Do you have an idea of what I could be doing wrong?
Update: using
export num_gpus=1
export CUBLAS_WORKSPACE_CONFIG=":16:8" # https://docs.nvidia.com/cuda/cublas/index.html#cublasApi_reproducibility
export PYTHONHASHSEED=0
export output_dir="./roberta_cola_custom_sh"

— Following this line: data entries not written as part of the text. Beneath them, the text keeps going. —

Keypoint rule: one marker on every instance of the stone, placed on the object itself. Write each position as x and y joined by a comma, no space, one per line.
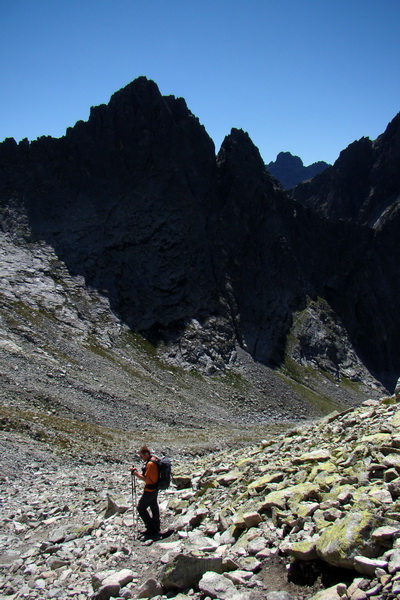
186,570
347,538
278,596
394,562
331,593
368,566
113,508
252,519
149,589
304,550
385,534
215,585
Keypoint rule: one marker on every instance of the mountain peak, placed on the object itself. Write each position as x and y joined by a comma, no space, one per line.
290,170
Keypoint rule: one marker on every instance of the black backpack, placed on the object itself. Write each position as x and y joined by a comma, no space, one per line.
164,472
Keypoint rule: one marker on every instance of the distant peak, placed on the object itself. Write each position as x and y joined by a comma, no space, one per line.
290,170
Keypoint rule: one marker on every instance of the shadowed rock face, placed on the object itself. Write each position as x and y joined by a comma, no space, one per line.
290,170
203,252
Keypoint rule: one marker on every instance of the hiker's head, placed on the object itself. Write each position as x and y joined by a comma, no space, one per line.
144,452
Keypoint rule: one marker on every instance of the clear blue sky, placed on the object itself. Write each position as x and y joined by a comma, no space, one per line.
305,76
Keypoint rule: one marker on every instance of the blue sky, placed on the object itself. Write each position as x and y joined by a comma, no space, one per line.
305,76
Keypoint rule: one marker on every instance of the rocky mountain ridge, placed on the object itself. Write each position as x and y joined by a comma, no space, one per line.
200,254
289,170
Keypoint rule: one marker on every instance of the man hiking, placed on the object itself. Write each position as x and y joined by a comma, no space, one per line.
148,500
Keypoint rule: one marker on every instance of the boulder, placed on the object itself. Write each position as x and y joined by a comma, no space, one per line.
215,585
186,570
149,589
346,538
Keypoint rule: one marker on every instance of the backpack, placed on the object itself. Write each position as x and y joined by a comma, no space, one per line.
164,472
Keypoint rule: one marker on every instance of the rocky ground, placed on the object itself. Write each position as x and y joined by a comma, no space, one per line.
310,513
79,392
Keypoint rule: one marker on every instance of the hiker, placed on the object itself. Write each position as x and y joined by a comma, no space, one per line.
148,500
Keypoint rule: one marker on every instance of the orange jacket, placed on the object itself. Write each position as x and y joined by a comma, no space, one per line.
151,475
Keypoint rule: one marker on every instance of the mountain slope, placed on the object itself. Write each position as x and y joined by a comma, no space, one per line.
201,255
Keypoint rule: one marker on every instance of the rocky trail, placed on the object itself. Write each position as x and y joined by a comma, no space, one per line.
310,513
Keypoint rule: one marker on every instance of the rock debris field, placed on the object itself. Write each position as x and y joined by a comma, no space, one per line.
312,513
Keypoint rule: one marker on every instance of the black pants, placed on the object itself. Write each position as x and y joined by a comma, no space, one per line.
149,500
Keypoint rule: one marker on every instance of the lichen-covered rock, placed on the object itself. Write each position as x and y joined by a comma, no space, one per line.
346,538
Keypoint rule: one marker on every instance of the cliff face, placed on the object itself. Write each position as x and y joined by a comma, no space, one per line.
290,170
362,190
198,253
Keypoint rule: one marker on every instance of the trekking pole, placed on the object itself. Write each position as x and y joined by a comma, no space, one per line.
134,516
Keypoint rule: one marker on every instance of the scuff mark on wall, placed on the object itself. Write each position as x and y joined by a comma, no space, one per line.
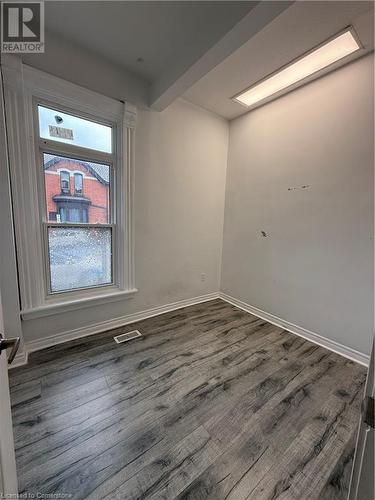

python -m torch.distributed.launch --nproc_per_node=$num_gpus \
examples/text-classification/run_glue.py \
--model_name_or_path roberta-large \
--task_name cola \
--do_train \
--do_eval \
--max_seq_length 128 \
--per_device_train_batch_size 8 \ # original: 4
--learning_rate 2e-5 \ # original: 3e-4
--num_train_epochs 20 \
--output_dir $output_dir/model \
--logging_steps 10 \
--logging_dir $output_dir/log \
--evaluation_strategy epoch \
--save_strategy epoch \
--warmup_ratio 0.0 \ # original: 0.06
--apply_lora \
--lora_r 8 \
--lora_alpha 16 \
--seed 0 \
--weight_decay 0.0 # original: 0.1
trains just fine, I have no eval_matthews_correlation = 0 during training.